Mesnevi İlk 18 Beyit Prof. Seyyid Hüseyin Nasr'ın Okuyuşu ile;


MESNEVÎ'NİN İLK 18 BEYTİ

Bişnev in ney çün hikâyet mîküned

Ez cüdâyîhâ şikâyet mîküned



Dinle, bu ney neler hikâyet eder,

ayrılıklardan nasıl şikâyet eder.



Kez neyistân tâ merâ bübrîdeend

Ez nefîrem merd ü zen nâlîdeend



Beni kamışlıktan kestiklerinden beri feryâdımdan

erkek ve kadın müteessir olmakta ve inlemektedir.



Sîne hâhem şerha şerha ez firâk

Tâ bigûyem şerh-i derd-i iştiyâk



İştiyâk derdini şerhedebilmem için,

ayrılık acılarıyle şerha şerhâ olmuş bir kalb isterim.



Herkesî kû dûr mand ez asl-ı hiş

Bâz cûyed rûzgâr-ı vasl-ı hîş



Aslından vatanından uzaklaşmış olan kimse,

orada geçirmiş olduğu zamanı tekrar arar.



Men beher cemiyyetî nâlân şüdem

Cüft-i bedhâlân ü hoşhâlân şüdem



Ben her cemiyette, her mecliste inledim durdum. Bedhâl (kötü huylu)

olanlarla da, hoşhâl (iyi huylu) olanlarla da düşüp kalktım.



Herkesî ez zann-i hod şüd yâr-i men

Vez derûn-i men necüst esrâr-i men



Herkes kendi anlayışına göre benim yârim oldu.

İçimdeki esrârı araştırmadı.



Sırr-ı men ez nâle-i men dûr nist

Lîk çeşm-i gûşrâ an nûr nîst



Benim sırrım feryâdımdan uzak değildir. Lâkin her gözde onu

görecek nûr, her kulakda onu işitecek kudret yoktur.



Ten zi cân ü cân zi ten mestûr nîst

Lîk kes râ dîd-i cân destûr nîst



Beden ruhdan, ruh bedenden gizli değildir.

Lâkin herkesin rûhu görmesine ruhsat yoktur.



Âteşest în bang-i nây ü nîst bâd

Her ki în âteş nedâred nîst bâd



Şu neyin sesi âteşdir; havâ değildir.

Her kimde bu âteş yoksa, o kimse yok olsun.



Âteş-i ıskest kender ney fütâd

Cûşiş-i ışkest kender mey fütâd



Neydeki âteş ile meydeki kabarış,

hep aşk eseridir.



Ney harîf-i herki ez yârî bürîd

Perdehâyeş perdehây-i mâ dirîd



Ney, yârinden ayrılmış olanın arkadaşıdır.
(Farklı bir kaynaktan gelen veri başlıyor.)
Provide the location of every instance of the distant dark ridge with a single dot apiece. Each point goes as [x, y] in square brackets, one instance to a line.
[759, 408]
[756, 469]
Onun makam perdeleri,

bizim nûrânî ve zulmânî perdelerimizi -yânî, vuslata mânî olan perdelerimizi- yırtmıştır.



Hem çü ney zehrî vü tiryâkî ki dîd

Hem çü ney dem sâz ü müştâkî ki dîd



Ney gibi hem zehir, hem panzehir;

hem demsâz, hem müştâk bir şeyi kim görmüştür



Ney hadîs-i râh-i pür mîküned

Kıssahây-i ışk-ı mecnûn mîküned



Ney, kanlı bir yoldan bahseder,

Mecnûnâne aşkları hikâye eder.



Mahrem-î în hûş cüz bîhûş nist

Mer zebânrâ müşterî cüz gûş nîst



Dile kulakdan başka müşteri olmadığı gibi, mâneviyâtı idrâk

etmeye de bîhûş olandan başka mahrem yoktur



Der gam-î mâ rûzhâ bîgâh şüd

Rûzhâ bâ sûzhâ hemrâh şüd



Gamlı geçen günlerimiz uzadı ve sona ermesi gecikti. O günler, mahrûmiyyetten ve

ayrılıktan hâssıl olan ateşlerle arkadaş oldu yânî, ateşlerle, yanmalarla geçti - .



Rûzhâ ger reft gû rev bâk nîst

Tû bimân ey ânki çün tû pâk nist



Günler geçip gittiyse varsın geçsin.

Ey pâk ve mübârek olan insân-ı kâmil; hemen sen vâr ol!..



Herki cüz mâhî zi âbeş sîr şüd

Herki bîrûzîst rûzeş dîr şüd



Balıktan başkası onun suyuna kandı.

Nasibsiz olanın da rızkı gecikti.



Der neyâbed hâl-i puhte hîç hâm

Pes sühan kûtâh bâyed vesselâm



Ham ervâh olanlar, pişkin ve yetişkin zevâtın hâlinden anlamazlar.

O halde sözü kısa kesmek gerektir vesselâm.